The Earth's Crust Is Getting Thinner Than Ever Before

The Earth's Crust Is Getting Thinner Than Ever Before
Pawel Toczynski via Getty Images

If you looked back at Earth 170 million years ago, you’d find a very different planet. The world’s continents were all linked up into one vast 'supercontinent' called Pangaea, and according to a new study, the outermost layer of the planet was 1.7 km (1 mile) thicker than it is today.

Researchers have found that since the break-up of Pangaea, Earth’s inner mantle has been cooling twice as fast as we thought, and it looks like its crust has been thinning out ever since.

"It’s important to note [that] Earth seems to be cooling a lot faster now than it has been over its lifetime," says geophysicist Van Avendonk from the University of Texas.

"The current state of Earth, where we have a lot of plate tectonic events, this allows Earth to cool much more efficiently than it did in the past."

To be clear, when we say Earth has been cooling at an unprecedented rate over the past 170 million years, we’re not talking about the climate, which has definitely not been cooling.



What Avendonk and his team have been investigating is the internal temperatures of Earth over time, and they’ve found that the planet today is producing far less magma than it was during the time of the dinosaurs.

To trace the changes in Earth’s outer layer over the past 2.5 billion years, they analysed 234 measurements of crust thickness from around the world over a number of geological ages.

They found that oceanic crust formed in the mid-Jurassic 170 million years ago was 1.7 km (1 mile) thicker than the crust that’s being produced today, and since then, the mantle below has been cooling much more rapidly than expected.

So why is Earth’s crust thinning out?

The outermost crust of Earth is formed by the mantle, which sits between the scorching hot core and the crust, spanning some 2,900 km (1,802 miles), and making up a whopping 84 percent of the planet's total volume.

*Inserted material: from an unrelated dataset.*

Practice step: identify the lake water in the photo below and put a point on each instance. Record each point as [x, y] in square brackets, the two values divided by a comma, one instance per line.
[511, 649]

Magma produced in the mantle forms the outer oceanic crust when it rises to the surface and cools into rock.

Based on chemical analyses of lava rocks, Avendonk and his team found that since about 2.5 billion years ago, the mantle has been cooling at a rate of 6 to 11 degrees Celsius every 100 million years.

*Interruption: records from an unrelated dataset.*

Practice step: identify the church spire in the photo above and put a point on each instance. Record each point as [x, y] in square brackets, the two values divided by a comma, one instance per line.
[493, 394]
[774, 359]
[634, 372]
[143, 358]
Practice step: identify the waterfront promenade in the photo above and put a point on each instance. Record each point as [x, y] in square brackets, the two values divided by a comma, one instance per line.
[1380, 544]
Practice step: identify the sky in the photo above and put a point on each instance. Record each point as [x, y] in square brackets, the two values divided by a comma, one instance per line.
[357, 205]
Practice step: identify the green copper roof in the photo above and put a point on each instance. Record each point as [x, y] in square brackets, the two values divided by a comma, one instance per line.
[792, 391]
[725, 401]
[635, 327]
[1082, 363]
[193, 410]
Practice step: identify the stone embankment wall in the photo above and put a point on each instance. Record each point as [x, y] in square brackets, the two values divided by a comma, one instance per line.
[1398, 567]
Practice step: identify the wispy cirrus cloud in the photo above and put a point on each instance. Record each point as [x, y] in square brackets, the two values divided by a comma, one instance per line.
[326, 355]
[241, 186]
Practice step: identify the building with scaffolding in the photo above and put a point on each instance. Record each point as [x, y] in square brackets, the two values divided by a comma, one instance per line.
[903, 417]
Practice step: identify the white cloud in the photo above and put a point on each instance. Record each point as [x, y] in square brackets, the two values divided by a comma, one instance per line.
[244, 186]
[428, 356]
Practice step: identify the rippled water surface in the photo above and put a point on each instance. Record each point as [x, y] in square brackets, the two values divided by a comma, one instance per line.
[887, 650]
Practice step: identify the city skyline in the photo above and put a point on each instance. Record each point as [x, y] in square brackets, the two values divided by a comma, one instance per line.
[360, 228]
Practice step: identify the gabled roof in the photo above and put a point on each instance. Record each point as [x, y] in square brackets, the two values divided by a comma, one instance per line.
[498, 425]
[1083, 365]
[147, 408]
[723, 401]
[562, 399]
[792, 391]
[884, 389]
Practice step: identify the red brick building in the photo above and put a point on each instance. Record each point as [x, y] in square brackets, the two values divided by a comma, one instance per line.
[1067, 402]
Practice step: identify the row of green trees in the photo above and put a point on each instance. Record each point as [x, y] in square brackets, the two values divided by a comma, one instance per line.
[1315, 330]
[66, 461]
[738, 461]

But then something happened around 170 million years ago to bump that cooling rate up to as much as 20 degrees per 100 million years ever since.

"While scientists expected the mantle to cool over time as heat left over from Earth’s formation and from radioactive decay dissipates, this degree of cooling was surprising," Thomas Sumner explains for Science News.



The researchers suspect that plate tectonics - the theory that Earth's 'outer shell' is divided into several plates that glide over the mantle - could explain the cooling.

One of the biggest changes to Earth's plates occurred from 200 to 170 million years ago, when Pangaea split apart and eventually formed the separated continents we know today, and it looks like this spread led to everything cooling down.

"What we think is happening is that the supercontinent was like an insulating blanket," Van Avendonk explains in a press release.

"So when these continents started opening up and the deeper mantle was exposed, more or less, to the atmosphere and the ocean it started cooling much faster."

It's thought that the way Earth's tectonic plates sink, shift, and form during significant eras of change like the gradual break-up of Pangaea shifts heat in the planet's interior, affecting how it cools in certain areas.

"While mantle temperatures below the Pacific Ocean have decreased around 13 degrees per 100 million years, the mantle below the Atlantic and Indian oceans has cooled about 37 degrees per 100 million years," Sumner reports for Science News.

This difference appears to be linked to the oceans' distance from the continents.

The study could not only explain why Earth's crust appears to be getting thinner with age - it could also explain why Pangaea split up in the first place: all the heat below that giant 'insulating blanket' might have eventually broke through and split the landmass apart.

"This could explain why you get a breakup about 100 million years after you get a supercontinent assembled," Laurent Montési, a geodynamicist at the University of Maryland in College Park, who wasn't involved in the study, told Sumner.


The research has been published in Nature Geosciences.